Sometimes taught as part of CBT, meditation and deep breathing exercises can soothe anxious thoughts and help relax the body for sleep. You can find audio files of guided meditation and relaxation exercises on the MIT Medical website.

Sleep restriction therapy involves setting a strict bedtime and waketime, and only staying in bed for that allotted amount of time, regardless of how much sleep the individual actually enjoys. Eventually the body gets used to the new sleep-wake cycle and begins to sleep and wake at the proposed appropriate time. A small 2013 study found that sleep restriction therapy improved sleep and reduced symptoms of insomnia for patients with bipolar disorder.

Chronotherapy works similarly by gradually adjusting the bedtime and waketime. It’s a newer therapy and the research is still bearing out.

Bright light therapy helps reset a person’s circadian cycle and make them feel more awake in the morning. Exercising outside in the morning in areas of bright sunlight can provide a similar effect.

4. Explore natural remedies.

Melatonin supplements help kickstart melatonin production in the brain. These can be helpful for insomnia or anyone who has difficulty falling asleep due to a period of mania or delayed sleep-phase syndrome. Valerian root can also help induce sleep. Both melatonin supplements and valerian root are widely available at pharmacies.

5. Keep a sleep diary.

If you’re concerned you may have a comorbid sleep disorder, a sleep diary can help you track your sleep habits. Note when you fell asleep and when you woke up, the total amount of time you were asleep, and anything abnormal that happened during your sleep, such as nightmares or snoring. If you find you’re not getting enough sleep, you can meet with a sleep specialist for a diagnosis and share your diary with them.

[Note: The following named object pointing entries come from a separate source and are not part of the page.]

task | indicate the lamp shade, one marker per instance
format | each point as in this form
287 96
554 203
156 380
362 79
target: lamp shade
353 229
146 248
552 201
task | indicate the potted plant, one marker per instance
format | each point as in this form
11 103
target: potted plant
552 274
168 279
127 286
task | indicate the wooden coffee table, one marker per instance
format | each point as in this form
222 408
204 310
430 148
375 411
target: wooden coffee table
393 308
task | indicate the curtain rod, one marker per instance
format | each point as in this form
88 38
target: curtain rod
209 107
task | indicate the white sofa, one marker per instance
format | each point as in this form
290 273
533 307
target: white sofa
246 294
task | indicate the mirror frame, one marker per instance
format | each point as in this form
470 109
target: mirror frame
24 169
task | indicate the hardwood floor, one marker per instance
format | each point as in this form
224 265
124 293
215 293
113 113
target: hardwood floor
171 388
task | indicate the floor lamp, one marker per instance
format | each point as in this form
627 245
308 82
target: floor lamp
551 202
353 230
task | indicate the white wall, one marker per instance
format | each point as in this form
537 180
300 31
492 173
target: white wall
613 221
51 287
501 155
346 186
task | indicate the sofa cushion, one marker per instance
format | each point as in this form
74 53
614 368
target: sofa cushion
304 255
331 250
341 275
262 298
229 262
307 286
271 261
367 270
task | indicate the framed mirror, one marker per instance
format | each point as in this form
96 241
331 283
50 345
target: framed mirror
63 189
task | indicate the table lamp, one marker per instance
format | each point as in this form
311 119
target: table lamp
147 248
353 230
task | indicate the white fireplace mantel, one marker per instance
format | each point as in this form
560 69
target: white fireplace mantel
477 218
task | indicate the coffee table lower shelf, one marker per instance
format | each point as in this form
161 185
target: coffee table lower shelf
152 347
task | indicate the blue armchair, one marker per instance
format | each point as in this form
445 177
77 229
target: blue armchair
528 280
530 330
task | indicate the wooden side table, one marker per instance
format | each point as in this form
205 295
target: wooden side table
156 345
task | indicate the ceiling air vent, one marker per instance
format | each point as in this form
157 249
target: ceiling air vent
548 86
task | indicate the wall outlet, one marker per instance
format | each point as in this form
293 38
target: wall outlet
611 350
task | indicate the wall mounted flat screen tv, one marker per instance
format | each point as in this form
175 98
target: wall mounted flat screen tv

You may also want to consult a mental health professional for an evaluation and/or your primary care physician.

Dr. Rubino has over 20 years experience as a psychotherapist treating children and teenagers. Many children and teenagers have undiagnosed sleep problems. For more information regarding Dr. Rubino’s work or private practice visit his websites http://www.rcs-ca.com or http://www.RubinoCounseling.com or visit his Facebook page http://www.Facebook.com/drrubino3.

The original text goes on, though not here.